Ma, lo si vuole ripetere, è anche un’enorme critica alla società svedese, ad un paese che viene descritto come impietoso, freddo, abitato da gente egoista, senza calore e speranza, chiusa nei suoi piccoli rancori e rimpianti. E che non ha fatto i conti col suo passato, un passato che ha i colori di quel secondo conflitto mondiale dove il paese scandinavo ebbe una parte molto più attiva di quanto molti pensino.

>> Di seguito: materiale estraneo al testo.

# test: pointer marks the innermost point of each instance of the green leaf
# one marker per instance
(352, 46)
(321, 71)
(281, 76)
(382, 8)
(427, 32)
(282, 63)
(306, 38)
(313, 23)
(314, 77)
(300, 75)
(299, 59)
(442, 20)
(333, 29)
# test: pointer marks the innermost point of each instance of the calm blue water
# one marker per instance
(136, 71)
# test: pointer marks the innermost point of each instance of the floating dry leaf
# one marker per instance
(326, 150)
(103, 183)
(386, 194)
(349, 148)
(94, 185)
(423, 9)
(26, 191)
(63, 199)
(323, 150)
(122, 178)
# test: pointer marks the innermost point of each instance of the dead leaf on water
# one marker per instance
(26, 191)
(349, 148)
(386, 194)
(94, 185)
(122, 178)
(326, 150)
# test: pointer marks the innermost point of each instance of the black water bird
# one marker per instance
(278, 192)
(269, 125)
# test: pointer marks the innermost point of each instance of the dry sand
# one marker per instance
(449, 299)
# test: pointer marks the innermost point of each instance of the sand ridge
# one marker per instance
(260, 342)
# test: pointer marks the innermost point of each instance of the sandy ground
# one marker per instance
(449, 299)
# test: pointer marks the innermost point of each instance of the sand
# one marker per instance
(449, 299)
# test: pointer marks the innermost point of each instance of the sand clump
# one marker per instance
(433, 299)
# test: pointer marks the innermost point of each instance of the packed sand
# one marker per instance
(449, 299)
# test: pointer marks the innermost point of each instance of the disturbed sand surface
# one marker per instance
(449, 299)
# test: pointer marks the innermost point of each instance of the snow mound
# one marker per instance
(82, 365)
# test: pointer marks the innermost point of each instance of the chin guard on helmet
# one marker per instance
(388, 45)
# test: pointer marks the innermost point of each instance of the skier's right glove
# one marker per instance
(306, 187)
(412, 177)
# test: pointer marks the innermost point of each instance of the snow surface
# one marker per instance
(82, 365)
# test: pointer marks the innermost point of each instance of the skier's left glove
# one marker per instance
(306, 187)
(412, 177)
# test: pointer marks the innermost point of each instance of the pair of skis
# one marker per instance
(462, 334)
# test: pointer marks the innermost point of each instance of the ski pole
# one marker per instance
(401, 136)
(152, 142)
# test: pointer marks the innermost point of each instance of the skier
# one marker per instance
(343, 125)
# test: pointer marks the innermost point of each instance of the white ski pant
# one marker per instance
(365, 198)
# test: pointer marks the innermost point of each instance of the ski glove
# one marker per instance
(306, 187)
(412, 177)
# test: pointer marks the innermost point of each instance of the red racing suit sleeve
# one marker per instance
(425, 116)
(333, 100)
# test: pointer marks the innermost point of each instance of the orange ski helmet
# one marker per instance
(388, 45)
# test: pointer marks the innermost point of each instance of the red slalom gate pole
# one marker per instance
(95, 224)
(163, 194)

La simpatia per gli ideali nazisti, gli scambi economici, le migliaia di volontari entrati nelle SS, l’aver aiutato moltissimi criminali di guerra, l’essere ancora oggi uno dei paesi dove il filo-nazismo è ben vivo e vegeto, la visione della vita sovente meccanica e prestabilita… About Endlessness è anche questo, senza girarci troppo attorno e con scelte espressive diverse e varie ma sempre coerenti.
Vi è la mancanza di amore, la separazione tra gli immigrati, il loro piccolo mondo chiuso e non integrato, non accolto e dove giocoforza violenza ed emarginazione ghettizzata continuano ad esistere senza che vi sia via d’uscita.
La Svezia di Andersson è un paese che barcolla, che ha perso la fede e che non sa come riprendersela, che si sente abbandonata e senza speranza, che non vede più la luce in nulla ma non accetta chi si lamenta, chi denuncia l’impotenza di un’azione senza motivazione.
Oltre a questo vi è il senso storico del ripetersi eterno di crudeltà e tenerezza, pietà e spietatezza, la natura umana fatta di rimpianti e ricordi, di illuminazione improvvise e gesti senza senso apparente.
A conti fatti About Endlessness è un film sull’individualità dell’emozione, su quanto sovente essa sia puro appannaggio di chi la prova e come sia futile cercarla di condividerla con gli altri.
Tuttavia il film di Andersson soffre di una certa instabilità, come di un’ispirazione che a volte viene a mancare, di un’incapacità di rendere anche solo parzialmente eloquente e chiara la sua intenzione, il suo slegare troppi i vari segmenti tra di loro.
Tuttavia l’ironia, assolutamente squisita perché varia nel tono e nella natura ma non nella finalità, salva diverse volte un film non all’altezza del suo predecessore ma non per questo banale o privo di significato.